I posted a while ago about our disappointing – in fact abortive – visit to Hawksmoor Seven Dials last year. Although we didn’t take them up on their lovely offer of a complimentary dinner to make up for our bad experience, we have since been to both Seven Dials and Spitalfields. It’s hard to fault the food, the cocktails are fantastic, the service efficient and cheery.

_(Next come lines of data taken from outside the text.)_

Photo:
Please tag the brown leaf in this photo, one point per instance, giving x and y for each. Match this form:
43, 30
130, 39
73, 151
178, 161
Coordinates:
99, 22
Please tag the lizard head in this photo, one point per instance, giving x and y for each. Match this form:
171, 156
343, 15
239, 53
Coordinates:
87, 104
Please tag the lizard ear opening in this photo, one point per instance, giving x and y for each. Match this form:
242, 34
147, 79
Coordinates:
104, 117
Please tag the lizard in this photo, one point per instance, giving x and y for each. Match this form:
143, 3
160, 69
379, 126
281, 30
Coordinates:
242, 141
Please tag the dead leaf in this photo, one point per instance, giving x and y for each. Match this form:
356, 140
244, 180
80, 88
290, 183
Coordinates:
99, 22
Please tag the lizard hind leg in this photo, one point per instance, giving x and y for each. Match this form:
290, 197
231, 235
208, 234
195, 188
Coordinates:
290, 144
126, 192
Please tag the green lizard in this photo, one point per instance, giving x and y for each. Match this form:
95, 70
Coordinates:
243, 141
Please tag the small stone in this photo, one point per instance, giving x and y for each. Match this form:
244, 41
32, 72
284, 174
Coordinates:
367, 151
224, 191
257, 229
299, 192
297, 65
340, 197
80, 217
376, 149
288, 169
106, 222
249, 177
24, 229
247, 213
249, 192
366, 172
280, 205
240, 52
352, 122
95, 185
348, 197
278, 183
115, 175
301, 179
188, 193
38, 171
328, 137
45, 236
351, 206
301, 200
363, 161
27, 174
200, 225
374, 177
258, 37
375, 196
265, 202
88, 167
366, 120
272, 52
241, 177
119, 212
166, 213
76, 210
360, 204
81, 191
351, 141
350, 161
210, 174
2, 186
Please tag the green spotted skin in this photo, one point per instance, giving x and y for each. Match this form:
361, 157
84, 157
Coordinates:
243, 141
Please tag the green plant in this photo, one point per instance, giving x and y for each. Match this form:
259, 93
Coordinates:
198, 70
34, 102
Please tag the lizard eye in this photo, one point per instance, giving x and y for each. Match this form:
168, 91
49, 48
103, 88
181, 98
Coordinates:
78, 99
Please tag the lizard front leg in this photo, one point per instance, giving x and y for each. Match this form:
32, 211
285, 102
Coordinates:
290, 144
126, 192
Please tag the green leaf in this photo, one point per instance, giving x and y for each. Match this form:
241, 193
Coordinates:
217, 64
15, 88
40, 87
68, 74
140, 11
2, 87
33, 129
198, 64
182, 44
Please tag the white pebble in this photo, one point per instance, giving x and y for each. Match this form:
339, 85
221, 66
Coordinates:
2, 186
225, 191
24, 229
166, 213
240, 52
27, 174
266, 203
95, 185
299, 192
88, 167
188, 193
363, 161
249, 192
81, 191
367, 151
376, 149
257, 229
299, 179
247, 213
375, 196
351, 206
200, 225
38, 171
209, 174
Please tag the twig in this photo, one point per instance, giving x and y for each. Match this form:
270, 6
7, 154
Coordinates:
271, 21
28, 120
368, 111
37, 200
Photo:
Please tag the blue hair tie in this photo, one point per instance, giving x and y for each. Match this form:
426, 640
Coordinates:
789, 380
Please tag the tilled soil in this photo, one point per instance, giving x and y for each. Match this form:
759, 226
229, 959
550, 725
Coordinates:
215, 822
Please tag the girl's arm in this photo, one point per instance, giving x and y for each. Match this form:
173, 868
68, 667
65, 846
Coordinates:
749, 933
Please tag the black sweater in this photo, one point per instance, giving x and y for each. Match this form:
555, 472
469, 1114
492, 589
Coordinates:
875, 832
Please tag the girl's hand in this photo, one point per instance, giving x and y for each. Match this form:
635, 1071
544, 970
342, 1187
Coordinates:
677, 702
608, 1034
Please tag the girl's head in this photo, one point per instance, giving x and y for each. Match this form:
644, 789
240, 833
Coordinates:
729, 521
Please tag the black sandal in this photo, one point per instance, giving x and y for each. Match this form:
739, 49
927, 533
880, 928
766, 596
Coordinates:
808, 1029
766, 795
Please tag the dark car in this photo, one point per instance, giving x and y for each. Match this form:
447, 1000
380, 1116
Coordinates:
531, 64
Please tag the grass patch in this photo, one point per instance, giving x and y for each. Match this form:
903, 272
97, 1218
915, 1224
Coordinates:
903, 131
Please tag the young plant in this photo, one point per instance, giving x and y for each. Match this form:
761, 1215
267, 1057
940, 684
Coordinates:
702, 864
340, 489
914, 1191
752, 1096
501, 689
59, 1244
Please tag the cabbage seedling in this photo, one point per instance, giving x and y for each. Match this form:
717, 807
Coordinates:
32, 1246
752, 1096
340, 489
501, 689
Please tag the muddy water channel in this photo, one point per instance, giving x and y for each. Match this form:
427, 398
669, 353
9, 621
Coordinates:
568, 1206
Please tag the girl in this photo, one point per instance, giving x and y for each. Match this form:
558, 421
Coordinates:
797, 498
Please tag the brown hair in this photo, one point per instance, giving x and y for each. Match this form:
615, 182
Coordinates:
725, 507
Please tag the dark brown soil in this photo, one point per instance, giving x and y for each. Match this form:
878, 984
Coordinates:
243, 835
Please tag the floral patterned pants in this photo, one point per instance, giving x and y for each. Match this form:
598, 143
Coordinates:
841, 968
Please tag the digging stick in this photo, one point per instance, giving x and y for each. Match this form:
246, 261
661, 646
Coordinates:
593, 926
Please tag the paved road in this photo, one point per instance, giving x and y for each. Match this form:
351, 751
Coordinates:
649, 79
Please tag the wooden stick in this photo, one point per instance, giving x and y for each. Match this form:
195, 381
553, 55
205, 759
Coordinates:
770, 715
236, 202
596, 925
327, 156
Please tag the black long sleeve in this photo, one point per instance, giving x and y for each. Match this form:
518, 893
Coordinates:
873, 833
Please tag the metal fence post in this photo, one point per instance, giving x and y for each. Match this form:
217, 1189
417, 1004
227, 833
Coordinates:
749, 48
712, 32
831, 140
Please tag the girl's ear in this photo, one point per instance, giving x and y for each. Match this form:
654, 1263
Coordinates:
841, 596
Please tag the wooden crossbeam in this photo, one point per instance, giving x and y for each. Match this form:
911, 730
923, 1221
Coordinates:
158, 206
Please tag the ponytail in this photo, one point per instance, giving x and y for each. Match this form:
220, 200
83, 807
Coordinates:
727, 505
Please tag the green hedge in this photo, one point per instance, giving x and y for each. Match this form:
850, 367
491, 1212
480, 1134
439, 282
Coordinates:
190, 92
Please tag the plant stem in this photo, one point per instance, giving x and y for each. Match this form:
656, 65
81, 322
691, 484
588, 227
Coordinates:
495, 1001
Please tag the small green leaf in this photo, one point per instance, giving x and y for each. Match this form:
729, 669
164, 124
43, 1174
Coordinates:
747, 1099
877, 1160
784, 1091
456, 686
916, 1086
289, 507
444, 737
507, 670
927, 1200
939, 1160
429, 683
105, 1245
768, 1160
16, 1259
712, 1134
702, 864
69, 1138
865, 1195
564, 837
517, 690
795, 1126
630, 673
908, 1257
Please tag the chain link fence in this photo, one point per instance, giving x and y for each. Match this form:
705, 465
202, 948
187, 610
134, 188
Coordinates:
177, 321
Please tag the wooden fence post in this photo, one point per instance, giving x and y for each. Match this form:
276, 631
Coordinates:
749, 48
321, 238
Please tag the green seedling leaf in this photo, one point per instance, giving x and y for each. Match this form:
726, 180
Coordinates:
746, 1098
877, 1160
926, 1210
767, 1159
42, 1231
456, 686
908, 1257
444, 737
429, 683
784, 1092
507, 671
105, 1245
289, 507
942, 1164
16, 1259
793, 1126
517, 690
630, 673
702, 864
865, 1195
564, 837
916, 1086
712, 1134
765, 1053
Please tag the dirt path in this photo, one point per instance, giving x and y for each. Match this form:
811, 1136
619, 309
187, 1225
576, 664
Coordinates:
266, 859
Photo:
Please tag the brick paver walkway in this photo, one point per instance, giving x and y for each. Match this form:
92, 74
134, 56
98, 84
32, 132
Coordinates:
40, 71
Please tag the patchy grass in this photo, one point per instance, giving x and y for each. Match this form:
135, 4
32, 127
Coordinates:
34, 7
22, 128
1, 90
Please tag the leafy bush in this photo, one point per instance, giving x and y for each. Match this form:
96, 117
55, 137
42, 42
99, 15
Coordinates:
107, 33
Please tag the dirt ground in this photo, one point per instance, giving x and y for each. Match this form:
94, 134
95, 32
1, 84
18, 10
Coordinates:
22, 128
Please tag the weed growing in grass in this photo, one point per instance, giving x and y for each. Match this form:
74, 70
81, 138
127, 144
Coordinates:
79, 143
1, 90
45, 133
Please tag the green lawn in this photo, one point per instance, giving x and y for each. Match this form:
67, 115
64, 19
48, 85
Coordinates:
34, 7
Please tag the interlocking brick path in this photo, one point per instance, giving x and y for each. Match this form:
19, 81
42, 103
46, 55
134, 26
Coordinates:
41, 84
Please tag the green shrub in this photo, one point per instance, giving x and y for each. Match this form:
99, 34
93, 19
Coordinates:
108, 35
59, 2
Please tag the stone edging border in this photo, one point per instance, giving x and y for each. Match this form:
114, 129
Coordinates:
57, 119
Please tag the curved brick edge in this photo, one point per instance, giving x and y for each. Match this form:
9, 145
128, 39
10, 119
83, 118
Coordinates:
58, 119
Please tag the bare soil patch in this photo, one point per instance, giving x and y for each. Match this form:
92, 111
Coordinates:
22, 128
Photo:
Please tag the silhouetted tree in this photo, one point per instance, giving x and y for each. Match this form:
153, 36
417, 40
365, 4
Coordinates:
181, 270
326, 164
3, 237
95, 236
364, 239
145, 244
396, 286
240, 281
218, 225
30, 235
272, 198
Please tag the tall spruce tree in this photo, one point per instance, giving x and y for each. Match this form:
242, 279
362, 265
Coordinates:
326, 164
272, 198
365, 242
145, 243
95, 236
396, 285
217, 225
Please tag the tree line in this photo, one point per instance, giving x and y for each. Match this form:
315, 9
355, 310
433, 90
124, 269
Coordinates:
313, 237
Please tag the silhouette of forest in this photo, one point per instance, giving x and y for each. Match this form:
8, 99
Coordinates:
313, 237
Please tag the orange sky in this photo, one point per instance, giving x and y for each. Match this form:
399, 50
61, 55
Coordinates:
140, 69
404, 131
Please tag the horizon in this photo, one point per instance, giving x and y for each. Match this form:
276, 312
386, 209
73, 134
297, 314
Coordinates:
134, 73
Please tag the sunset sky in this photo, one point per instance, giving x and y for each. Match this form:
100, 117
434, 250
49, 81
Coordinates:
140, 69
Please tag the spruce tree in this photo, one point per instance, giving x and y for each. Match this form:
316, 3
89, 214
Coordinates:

But I suppose the memory of that first visit has stayed with me (especially as we were given the identical, deeply unsatisfactory table at Seven Dials), because I simply haven’t been able to warm to either restaurant.
I think part of the problem is that the boyfriend and I were always there as a couple, and there is something about the meaty, testosteroney vibe of these restaurants that’s not conducive to romance or intimacy (unless you’d like to become more closely acquainted with the next-door table for two). So when a group of foodie friends invited us to join their table for ten and sample the much-vaunted beef tasting menu at the softly launching Guildhall restaurant, we were eager to give it another go. (Much as I loathe the smugness with which lines like “So there we were, the cream of London’s food bloggers…” get trotted out, it would be inappropriate not to thank the lovely Victoria of Alphabet Soup for marshalling our group of meat fiends together for the occasion, and a hat-tip is also owed to the intrepid Malcolm Eggs of The London Review of Breakfasts, who had arrived early and got outside a Hawksmoor brekkie before squaring up to the beef.)
At Seven Dials, the room is arranged with the large tables in the centre and the smaller ones squashed (there, I said it) along the sides of the room. At the Guildhall restaurant the arrangement is reversed, with the larger tables in booths on the side and smaller ones in the centre. This is great as far as acoustics are concerned, but has some major drawbacks, as we were to discover. Still, who doesn’t love a booth, massive round table, squashy curved banquette and all? Things were off to a good start.
The beef tasting menu kicks off with beef tea, which I’d only encountered before in Victorian fiction as something used to “build up” recuperating invalids and pique a listless appetite. It’s served from teapots, in pretty blue willow-patterned cups, and it’s fantastic. You know when you have really, really good gravy, so good you want to drink it but etiquette forbids you? This is like that, except you can, and of course it isn’t gravy, but more a kind of uber-Bovril.
Next up were oysters, served with kimchi and braised shortrib. Kimchi is something of a favourite with Hawksmoor – the love-it-or-loathe-it kimchi burger is a standout item on the bar menu, and if its purpose was to get the food writers trading blows with one another, it certainly succeeded. I have no quarrel with the pungent Korean cabbage pickle, but I wasn’t convinced that it added anything to a perfectly good oyster. Those who tried the (excellent) braised beef atop the oyster and kimchi were even less persuaded that the combination worked.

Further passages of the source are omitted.